Initializing References

Variables of reference type must be initialized with an object of the type from which the reference type is derived, or with an object of a type that can be converted to the type from which the reference type is derived. For example:

// initializing_references.cpp
int iVar;
long lVar;
int main() {
   long& LongRef1 = lVar;   // No conversion required.
   long& LongRef2 = iVar;   // C2440
   const long& LongRef3 = iVar;   // OK
   LongRef1 = 23L;   // Change lVar through a reference.
   LongRef2 = 11L;   // Change iVar through a reference.
   LongRef3 = 11L;   // C3892

The only way to initialize a reference with a temporary object is to initialize a constant temporary object. Once initialized, a reference-type variable always points to the same object; it cannot be modified to point to another object.

Although the syntax can be the same, initialization of reference-type variables and assignment to reference-type variables are semantically different. In the preceding example, the assignments that change iVar and lVar look similar to the initializations, but have different effects. The initialization specifies the object to which the reference-type variable points; the assignment assigns to the referred-to object through the reference.
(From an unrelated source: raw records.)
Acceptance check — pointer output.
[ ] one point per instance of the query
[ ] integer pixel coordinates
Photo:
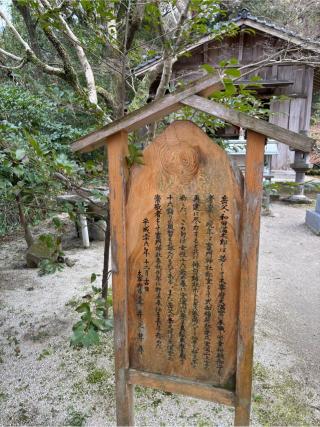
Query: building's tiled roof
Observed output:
(245, 14)
(244, 18)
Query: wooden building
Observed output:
(256, 41)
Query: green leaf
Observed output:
(90, 338)
(233, 61)
(20, 154)
(18, 171)
(208, 68)
(233, 72)
(83, 308)
(98, 323)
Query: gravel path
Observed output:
(45, 382)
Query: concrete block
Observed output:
(313, 221)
Because both passing an argument of reference type to a function and returning a value of reference type from a function are initializations, the formal arguments to a function are initialized correctly, as are the references returned.

Reference-type variables can be declared without initializers only in the following:

  • Function declarations (prototypes). For example:

    int func( int& );
  • Function-return type declarations. For example:

    int& func( int& );
  • Declaration of a reference-type class member. For example:

    class c {
       int& i;
  • Declaration of a variable explicitly specified as extern. For example:

    extern int& iVal;

When initializing a reference-type variable, the compiler uses the decision graph shown in the following figure to select between creating a reference to an object or creating a temporary object to which the reference points.

Decision Graph for Initialization of Reference Types

Decision Graph Initalization Reference Types

References to volatile types (declared as volatile typename& identifier) can be initialized with volatile objects of the same type or with objects that have not been declared as volatile. They cannot, however, be initialized with const objects of that type. Similarly, references to const types (declared as const typename& identifier) can be initialized with const objects of the same type (or anything that has a conversion to that type or with objects that have not been declared as const). They cannot, however, be initialized with volatile objects of that type.

References that are not qualified with either the const or volatile keyword can be initialized only with objects declared as neither const nor volatile.